‘Five Bedrooms’ cast celebrate the wrap.
ViacomCBS is calling for the scrapping of the drama quota, pointing to the steep decline in commercial free-to-air viewing of Australian dramas in the past 10 years, which is worse than the overall drop in FTA levels.
The owner of Network 10, 10 All Access and pay channels including MTV and Nickelodeon, the company says overall primetime commercial viewing from 2010 to 2019 fell by 28 per cent while drama audiences plummeted by 53 per cent in that period.
Local dramas drew an average primetime audience of 530,000 last year, down from 1.139 million in 2010, James Boyce, Network 10’s head of government and regulatory affairs, tells IF.
Taking a longer-term view, in its submission to the government’s ‘Supporting Australian Stories on Our Screens’ options paper review, ViacomCBS said audiences for adult drama on commercial FTA TV have fallen by 61 per cent over the past 20 years as platform competition and content options have mushroomed.
Among audiences aged under 40, the drop was an even more precipitous 81 per cent.
Its paper contrasts the 7-day metropolitan audiences for The Secret Life of Us in 2001 with those for Offspring in 2010 and Five Bedrooms last year.
As the chart shows, BVOD viewing added just 76,000 viewers to Five Bedrooms‘ 7-day figure of 596,000. Still, the Hoodlum Entertainment production performed so well it triggered a second series which has just wrapped in Melbourne.
ViacomCBS endorses Free TV Australia’s proposal of an annual points quota of 250 points (the same as the current annual minimums for adult drama) except that would apply far more broadly, to drama, documentary and kids programming.
Programs with higher budgets would be rewarded with higher points so the networks’ commissioned series can compete more effectively with the SVOD services’ offerings.
It also wants to change the current broadcast quota of 55 per cent Australian content on the primary channel plus 1,460 hours of content across the multi-channels, to one transmission quota of 5,074 hours, which is the total hours equivalent of the current quotas combined.
“This would just allow networks more flexibility to program their channels to their audience needs while still ensuring there’s at least as much Aussie content provided as there is today,” Boyce says.
Last year Network 10 broadcast more than 7,110 hours of Australian content, including more than 4,580 hours on the primary channel, exceeding the broadcast quotas for local content by more than 40 per cent. Channel 10’s nightly primetime schedule consistently has more than 70 per cent Australian content.
On the commercial FTA catch-up platforms, among the top 20 programs only two are first-run Australian dramas, namely Neighbours and Home and Away.
Given its ownership of 10 All Access, ViacomCBS unsurprisingly adopts the line of Netflix, Amazon Prime and Stan in seeking voluntary investment in Australian content for streamers.
In common with Free TV Australia, it wants to see a doubling of the TV Producer Offset to 40 per cent and the eligibility broadened to light entertainment, observational documentary, music, lifestyle and reality programming.

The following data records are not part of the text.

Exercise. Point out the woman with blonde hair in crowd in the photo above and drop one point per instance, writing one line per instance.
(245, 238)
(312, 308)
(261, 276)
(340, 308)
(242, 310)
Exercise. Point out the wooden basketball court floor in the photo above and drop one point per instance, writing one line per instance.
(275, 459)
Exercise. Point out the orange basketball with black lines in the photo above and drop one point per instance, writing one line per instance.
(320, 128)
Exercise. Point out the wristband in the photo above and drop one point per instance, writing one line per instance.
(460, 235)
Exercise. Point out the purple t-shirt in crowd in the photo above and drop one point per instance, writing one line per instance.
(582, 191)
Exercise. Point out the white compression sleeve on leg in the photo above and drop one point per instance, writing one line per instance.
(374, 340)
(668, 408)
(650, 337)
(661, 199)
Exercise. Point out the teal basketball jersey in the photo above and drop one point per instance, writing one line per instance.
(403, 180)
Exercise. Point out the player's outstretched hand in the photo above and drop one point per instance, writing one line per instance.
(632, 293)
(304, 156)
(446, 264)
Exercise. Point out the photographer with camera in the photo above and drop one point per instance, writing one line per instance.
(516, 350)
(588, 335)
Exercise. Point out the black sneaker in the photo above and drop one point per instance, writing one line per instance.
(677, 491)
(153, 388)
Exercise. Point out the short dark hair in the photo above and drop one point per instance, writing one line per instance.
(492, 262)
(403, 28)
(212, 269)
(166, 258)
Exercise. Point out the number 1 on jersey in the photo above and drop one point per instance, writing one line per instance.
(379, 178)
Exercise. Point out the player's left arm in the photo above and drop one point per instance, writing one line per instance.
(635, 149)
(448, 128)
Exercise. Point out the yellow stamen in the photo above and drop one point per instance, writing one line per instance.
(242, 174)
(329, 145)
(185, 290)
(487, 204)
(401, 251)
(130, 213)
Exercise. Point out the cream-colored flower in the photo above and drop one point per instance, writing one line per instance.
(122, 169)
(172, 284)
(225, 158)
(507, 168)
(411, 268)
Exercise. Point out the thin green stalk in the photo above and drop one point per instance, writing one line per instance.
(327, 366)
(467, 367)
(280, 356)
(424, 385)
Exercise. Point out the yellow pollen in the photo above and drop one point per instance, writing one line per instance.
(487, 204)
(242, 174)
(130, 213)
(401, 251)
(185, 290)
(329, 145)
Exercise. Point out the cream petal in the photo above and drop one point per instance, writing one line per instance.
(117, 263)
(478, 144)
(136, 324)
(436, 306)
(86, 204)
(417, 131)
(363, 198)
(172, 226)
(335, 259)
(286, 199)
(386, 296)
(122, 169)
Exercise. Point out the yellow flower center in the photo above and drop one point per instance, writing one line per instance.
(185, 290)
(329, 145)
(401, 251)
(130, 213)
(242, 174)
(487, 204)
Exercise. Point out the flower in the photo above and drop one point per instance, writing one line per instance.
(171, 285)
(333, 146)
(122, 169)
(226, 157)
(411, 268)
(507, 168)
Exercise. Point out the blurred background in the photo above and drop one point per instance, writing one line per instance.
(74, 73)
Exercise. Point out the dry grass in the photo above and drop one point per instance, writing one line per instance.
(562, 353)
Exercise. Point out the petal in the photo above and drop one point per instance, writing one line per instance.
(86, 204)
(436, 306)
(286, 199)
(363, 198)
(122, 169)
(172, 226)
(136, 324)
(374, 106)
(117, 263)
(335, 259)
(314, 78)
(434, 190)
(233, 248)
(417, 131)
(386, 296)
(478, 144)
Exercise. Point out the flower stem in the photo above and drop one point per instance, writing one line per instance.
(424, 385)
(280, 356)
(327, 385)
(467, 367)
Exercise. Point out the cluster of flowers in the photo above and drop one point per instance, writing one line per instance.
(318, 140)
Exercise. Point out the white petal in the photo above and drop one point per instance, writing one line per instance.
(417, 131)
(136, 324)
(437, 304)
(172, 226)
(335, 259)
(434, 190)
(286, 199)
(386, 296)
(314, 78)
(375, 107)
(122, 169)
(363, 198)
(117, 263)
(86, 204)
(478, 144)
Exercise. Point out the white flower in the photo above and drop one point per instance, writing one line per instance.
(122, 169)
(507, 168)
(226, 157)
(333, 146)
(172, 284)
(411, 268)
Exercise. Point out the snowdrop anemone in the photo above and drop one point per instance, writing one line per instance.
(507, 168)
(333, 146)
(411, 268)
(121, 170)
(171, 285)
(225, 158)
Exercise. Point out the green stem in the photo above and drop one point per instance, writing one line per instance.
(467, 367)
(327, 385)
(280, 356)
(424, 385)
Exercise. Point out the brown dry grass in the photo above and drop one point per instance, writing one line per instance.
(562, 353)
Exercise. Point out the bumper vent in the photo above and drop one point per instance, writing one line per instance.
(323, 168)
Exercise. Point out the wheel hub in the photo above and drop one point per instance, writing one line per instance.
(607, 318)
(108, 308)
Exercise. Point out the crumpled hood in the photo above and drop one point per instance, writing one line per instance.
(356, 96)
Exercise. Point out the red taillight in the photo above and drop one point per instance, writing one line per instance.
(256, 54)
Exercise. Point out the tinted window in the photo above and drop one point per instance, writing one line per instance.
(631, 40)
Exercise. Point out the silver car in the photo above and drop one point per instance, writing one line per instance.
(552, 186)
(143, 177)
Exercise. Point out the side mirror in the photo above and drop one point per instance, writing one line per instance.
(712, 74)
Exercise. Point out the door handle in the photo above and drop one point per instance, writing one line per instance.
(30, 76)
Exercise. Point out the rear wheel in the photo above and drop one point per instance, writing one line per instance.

It also wants to fix the anomaly whereby The Amazing Race Australia does not qualify for the Producer Offset but if The Amazing Race America were filmed here it would get the Location Offset and potentially the location incentive top-up announced today.
That could encourage networks to bring back more Australian reality shows currently filmed overseas, creating hundreds of additional jobs and millions of dollars in local investment.
Its submission contends that audiences under 55 are being particularly let down by the regulations imposed on the commercial FTA broadcasters.
The under 55s are platform hoppers who seek content where and when they want it, which “regulation is clearly stymieing when it comes to commercial FTA TV,” it says.
It warns: “If FTA and STV broadcasters are prevented from meeting audience demands then the decline in viewers will continue. As audiences fall, so too will revenue from advertisers; and without these revenues broadcasters will be unable to sustain investment in more in-demand Australian content.
“If reform stagnation is allowed to continue over the longer term it is our view that the existing market of three commercial FTA networks will likely become unsustainable, leaving regulators, government and the production industry with a much tougher problem to solve than today.”